Turns out that long before any of this hate crime stuff happened he volunteered for the conservative PRO movement, and worked for the über conservative Minister of Economic Development, Francisco Cabrera.  Early on in his media tour, it became clear to many people that he was working very hard to not only prove himself as a political force to be reckoned with, but also had his sights set on serving as the poster child for the new more “inclusive“ conservative “Pro” movement. It looks like he may have gotten what he was looking for.

So the quick history lesson on the “Pro” is that it is a political movement built off ideology that is both socially and economically conservative. People here love contrast, and most think of Pro as the main antagonizing force against those gay loving Kirchnerites that enable the poor and overtax the middle class. As far as gay rights are concerned, like everything here it’s a bit complicated. The party on a whole was VERY vocal in opposing gay marriage back in 2010.

Now, to downplay his experience would be unethical, but anyone who actually gives a shit about gay rights in Argentina has to look at this experience in context. A solid way of doing this is to compare Pedro’s experience with what happened to a young woman from Cordoba named Natalia Gaitán.  In 2010 Natalia was shot and killed by her girlfriend’s stepfather because he was disgusted by their relationship. This happened after gay marriage was passed, just like Rebledo’s experience, and both are textbook hate crimes. The thing that really sets these two horrible acts apart is the way the media and Argentine public reacted.

The goal here is not to make assumptions, but we need to ask ourselves why the death of a young gay woman made for a small news story and was only covered by special interest news sites and local newspapers, while Pedro’s case was made into a national discussion that the country has been having for almost 3 months after his attack. No, seriously. If you Google Natalia Gaitán, a Colombian football player comes up, where as Pedro Robledo’s name will bring up YouTube clips of him and the top news sites.

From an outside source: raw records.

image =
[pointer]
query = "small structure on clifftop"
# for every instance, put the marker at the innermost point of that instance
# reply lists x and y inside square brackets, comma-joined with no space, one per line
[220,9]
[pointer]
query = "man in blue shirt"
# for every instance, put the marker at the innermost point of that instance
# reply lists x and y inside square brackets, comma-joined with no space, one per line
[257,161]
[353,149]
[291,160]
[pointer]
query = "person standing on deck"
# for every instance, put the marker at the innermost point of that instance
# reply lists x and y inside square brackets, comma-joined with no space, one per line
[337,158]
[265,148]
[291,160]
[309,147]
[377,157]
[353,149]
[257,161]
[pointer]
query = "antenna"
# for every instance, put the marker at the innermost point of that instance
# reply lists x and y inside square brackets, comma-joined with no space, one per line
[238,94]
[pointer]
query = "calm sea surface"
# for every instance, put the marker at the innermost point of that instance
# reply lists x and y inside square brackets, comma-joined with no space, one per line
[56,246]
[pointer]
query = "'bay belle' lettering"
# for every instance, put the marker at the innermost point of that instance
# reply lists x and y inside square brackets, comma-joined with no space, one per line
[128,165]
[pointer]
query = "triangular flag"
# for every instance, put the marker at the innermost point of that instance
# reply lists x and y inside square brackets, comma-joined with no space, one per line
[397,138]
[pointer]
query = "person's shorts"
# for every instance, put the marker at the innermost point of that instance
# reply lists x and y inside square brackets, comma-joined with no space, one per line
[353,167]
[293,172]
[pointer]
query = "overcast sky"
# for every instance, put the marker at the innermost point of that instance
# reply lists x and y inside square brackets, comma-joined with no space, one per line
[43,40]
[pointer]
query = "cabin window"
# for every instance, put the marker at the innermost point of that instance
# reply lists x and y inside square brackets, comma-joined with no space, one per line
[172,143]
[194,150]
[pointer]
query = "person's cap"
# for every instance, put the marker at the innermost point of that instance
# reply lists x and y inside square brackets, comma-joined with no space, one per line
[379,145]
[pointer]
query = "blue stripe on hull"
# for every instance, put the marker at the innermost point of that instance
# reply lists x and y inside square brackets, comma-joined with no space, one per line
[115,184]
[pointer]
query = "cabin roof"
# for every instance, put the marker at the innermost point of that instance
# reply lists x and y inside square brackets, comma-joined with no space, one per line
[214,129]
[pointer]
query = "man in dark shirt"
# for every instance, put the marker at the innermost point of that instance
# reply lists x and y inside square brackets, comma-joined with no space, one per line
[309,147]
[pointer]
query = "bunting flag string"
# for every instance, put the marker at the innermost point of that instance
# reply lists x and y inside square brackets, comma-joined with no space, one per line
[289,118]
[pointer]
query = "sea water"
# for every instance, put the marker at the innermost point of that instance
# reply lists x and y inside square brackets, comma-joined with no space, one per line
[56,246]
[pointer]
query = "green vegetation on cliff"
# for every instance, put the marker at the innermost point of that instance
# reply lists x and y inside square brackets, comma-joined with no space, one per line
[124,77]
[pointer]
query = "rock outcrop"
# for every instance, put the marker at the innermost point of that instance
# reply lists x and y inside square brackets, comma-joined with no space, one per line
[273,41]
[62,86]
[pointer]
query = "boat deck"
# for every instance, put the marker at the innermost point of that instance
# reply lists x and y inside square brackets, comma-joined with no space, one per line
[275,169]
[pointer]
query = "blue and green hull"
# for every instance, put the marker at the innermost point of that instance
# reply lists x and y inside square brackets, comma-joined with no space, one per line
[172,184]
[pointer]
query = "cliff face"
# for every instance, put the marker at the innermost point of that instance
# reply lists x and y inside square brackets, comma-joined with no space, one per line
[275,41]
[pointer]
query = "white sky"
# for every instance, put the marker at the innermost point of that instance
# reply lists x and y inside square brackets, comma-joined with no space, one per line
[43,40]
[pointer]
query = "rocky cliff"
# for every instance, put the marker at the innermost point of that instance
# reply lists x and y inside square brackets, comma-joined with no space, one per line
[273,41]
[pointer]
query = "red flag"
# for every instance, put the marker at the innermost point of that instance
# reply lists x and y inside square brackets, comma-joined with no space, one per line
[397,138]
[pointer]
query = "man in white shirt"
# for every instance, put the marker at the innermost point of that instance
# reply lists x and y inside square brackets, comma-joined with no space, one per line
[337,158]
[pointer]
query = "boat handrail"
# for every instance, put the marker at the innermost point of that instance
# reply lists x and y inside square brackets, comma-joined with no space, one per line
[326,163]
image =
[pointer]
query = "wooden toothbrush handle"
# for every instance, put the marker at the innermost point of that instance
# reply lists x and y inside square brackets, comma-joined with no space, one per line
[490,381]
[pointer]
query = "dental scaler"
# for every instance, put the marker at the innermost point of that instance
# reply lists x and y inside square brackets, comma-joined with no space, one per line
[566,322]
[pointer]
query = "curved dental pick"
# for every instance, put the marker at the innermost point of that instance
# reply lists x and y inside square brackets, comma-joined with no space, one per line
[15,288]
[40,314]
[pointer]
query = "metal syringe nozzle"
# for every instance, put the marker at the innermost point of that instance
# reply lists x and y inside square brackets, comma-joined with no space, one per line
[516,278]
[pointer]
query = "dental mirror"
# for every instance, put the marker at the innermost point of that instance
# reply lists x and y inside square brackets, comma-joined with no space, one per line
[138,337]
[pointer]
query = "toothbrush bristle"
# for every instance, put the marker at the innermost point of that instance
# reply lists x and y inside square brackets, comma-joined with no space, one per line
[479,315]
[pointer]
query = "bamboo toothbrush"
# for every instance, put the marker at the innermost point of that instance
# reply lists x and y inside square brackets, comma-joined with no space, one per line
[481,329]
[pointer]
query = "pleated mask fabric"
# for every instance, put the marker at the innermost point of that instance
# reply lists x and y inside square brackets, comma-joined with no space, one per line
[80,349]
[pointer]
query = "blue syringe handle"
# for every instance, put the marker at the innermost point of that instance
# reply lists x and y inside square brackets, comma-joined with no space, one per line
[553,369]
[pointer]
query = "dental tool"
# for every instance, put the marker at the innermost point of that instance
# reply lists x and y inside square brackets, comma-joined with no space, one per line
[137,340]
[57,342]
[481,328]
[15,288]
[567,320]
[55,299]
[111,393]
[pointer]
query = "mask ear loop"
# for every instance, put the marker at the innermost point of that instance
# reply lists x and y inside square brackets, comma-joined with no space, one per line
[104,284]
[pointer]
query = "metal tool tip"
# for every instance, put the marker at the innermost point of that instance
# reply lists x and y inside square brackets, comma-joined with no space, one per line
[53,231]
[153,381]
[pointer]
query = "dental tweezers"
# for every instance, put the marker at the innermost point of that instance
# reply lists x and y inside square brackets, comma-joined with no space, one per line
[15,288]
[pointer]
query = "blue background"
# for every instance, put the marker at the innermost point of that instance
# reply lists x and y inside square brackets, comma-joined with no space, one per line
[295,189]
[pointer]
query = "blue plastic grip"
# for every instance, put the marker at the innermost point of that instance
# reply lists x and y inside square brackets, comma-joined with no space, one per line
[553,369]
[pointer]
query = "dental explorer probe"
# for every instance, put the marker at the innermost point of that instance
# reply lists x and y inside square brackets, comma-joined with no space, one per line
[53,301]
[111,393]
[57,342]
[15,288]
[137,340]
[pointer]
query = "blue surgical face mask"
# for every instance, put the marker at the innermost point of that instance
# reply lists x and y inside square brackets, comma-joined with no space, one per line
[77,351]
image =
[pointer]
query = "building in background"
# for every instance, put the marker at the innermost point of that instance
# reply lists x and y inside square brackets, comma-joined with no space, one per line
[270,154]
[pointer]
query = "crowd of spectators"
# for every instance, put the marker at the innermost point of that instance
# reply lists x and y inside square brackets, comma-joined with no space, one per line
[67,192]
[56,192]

So what is the difference between the two victims? I realize that I run the risk of sounding like the angriest liberal since Rosie O’Donnell, but I can’t help noticing that the difference between the victims’ gender, ethnicity, and economic status’ seems to be key factor in why one case got more attention than the other.

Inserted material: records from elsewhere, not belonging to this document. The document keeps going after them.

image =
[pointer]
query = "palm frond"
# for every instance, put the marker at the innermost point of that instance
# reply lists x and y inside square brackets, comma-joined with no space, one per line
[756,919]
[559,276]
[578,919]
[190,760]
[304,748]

Gaitán was a lesbian of humble financial means, and didn’t exactly have a physical appearance that fit neatly into the Eurocentric/hetero-normative beauty standard held by most Argentines and Olsen twins.  We will never be able to know for sure whether her death would have upset people on a larger scale if she had been whiter, wealthier, or more stereotypically pretty, but if we don’t ask ourselves how these factors came into play when we look at cases like Pedro Robledo’s, then we are missing half the picture, and most certainly won’t make any real progress on supporting civil rights.

Bigotry and prejudice are sneaky, insidious things that get so deeply ingrained into people and societies that sometimes we can’t even tell when they skew our vision of a situation. While an enormous amount of credit should be given to Rebledo for his bravery in coming forward with his story and for opening up a dialogue on these kinds of issues, Argentine society needs to ask itself why it took a handsome, wealthy, straight-looking guy to get hurt before the country got this conversation going.

A lot of talk has been focused on Rebledo and his apparently inevitable political career, and while some might argue that appointing an openly gay man to a position in a conservative political party is progress, I would argue that it is probably more of a testament to the potency of white privilege and the underhanded nature of misogyny rather than an example of some kind of social evolution. At the very least it says something about the set of values some Argentines have, and shows us the very real way abstract things like hate and privilege manifest themselves into situations that can impact everybody.